O presidente do Tribunal Superior Eleitoral, ministro Marco Aurélio Mendes de Farias Mello, fez um apelo ao visitar Curitiba para que o Congresso deixa bem explicitada, na emenda relativa à reeleição, todas as questões envolvidas no caso, inclusive a da desincompatibilização. E assinalou que esta preocupação é manifestada para evitar batalhas jurídicas no STF.
Declarando-se democrata e progressista, o ministro manifestou a opinião segundo a qual será importante que o Congresso, ao analisar a questão da desincompatibilização para as disputas do Executivo, leve em conta o princípio isonômico. Isto significa que, no entender do jurista, o que vier a ser decidido em relação ao presidente também deve servir para os governadores, mesmo que estes últimos pretendam disputar a Presidência. Pelas regras estabelecidas na emenda aprovada em primeiro turno pela Câmara, o presidente poderia continuar no cargo, enquanto os governadores deveriam se desincompatibilizar.
O presidente do TSE pondera, inclusive, que exigir o afastamento do candidato à reeleição, pressupõe que, permanecendo no cargo, ele abusaria do poder. Ora, além de existir, como o ministro lembrou, lei específica relativa ao abuso de poder, é certo que um presidente ou governador que se candidate à reeleição e que seja suspeito de atitudes antidemocráticas já se desqualificaria diante do próprio eleitorado.

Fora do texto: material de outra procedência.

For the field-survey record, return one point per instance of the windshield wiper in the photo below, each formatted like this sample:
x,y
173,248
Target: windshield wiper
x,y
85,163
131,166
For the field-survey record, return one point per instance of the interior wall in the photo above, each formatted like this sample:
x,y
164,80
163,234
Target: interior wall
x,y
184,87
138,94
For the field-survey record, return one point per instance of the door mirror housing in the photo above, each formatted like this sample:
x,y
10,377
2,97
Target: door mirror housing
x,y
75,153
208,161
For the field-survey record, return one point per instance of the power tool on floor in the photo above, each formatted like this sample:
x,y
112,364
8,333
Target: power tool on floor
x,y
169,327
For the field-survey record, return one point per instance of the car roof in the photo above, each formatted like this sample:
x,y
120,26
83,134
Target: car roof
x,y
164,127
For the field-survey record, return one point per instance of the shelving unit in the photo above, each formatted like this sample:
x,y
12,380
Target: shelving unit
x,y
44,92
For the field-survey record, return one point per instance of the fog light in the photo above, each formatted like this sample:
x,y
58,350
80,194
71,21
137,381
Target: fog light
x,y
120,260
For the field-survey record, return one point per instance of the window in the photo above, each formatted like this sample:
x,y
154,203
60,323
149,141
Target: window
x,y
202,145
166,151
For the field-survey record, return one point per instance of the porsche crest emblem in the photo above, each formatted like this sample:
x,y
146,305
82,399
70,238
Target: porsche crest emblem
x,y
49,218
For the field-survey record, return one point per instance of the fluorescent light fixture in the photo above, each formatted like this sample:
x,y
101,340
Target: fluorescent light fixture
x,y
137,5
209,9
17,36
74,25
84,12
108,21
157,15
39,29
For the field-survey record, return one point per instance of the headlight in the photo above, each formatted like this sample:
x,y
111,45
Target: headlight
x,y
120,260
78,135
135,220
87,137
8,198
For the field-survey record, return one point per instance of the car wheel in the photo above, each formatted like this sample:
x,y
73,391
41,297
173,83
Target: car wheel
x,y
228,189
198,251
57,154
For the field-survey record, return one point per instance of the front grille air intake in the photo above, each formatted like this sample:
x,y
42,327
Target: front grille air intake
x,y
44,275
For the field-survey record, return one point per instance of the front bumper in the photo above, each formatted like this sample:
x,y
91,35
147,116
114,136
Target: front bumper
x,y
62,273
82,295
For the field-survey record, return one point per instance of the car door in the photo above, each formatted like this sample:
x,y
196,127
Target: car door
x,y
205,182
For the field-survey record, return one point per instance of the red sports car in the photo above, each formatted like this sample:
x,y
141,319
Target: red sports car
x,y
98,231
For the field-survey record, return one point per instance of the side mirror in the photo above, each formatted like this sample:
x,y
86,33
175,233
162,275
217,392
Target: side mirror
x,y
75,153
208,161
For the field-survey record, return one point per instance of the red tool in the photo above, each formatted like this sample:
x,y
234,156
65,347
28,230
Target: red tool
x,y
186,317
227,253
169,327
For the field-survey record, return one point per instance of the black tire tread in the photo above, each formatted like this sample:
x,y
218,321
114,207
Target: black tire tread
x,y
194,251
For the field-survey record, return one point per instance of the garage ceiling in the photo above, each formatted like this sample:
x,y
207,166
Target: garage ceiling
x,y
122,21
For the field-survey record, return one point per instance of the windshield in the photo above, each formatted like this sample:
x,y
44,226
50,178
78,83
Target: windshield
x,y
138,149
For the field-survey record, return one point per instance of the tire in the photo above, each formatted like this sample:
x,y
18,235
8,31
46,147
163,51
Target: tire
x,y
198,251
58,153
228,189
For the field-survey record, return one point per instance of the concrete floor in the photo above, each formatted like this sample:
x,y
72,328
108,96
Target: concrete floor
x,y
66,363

O que ressalta no caso, sem dúvida, é a preocupação já manifestada de modo amplo em vários setores da vida pública no sentido de que o Congresso adote as mais plenas cautelas ao votar e aprovar a emenda relativa à reeleição. É equivocada a idéia de que o Congresso, por ser o Poder encarregado de fazer as leis, não erra. Até por isto, existe o Judiciário. Vale observar que erros que envolvam a Constituição e, principalmente, esta delicada questão da reeleição, podem precipitar o País em uma complicada, demorada e prejudicial batalha jurídica, com todas as consequências que disto podem advir. O exemplo equatoriano, com uma Constituição mal redigida e pessimamente emendada, não pode ser esquecido, ainda mais pelo fato de estar ocorrendo ainda agora.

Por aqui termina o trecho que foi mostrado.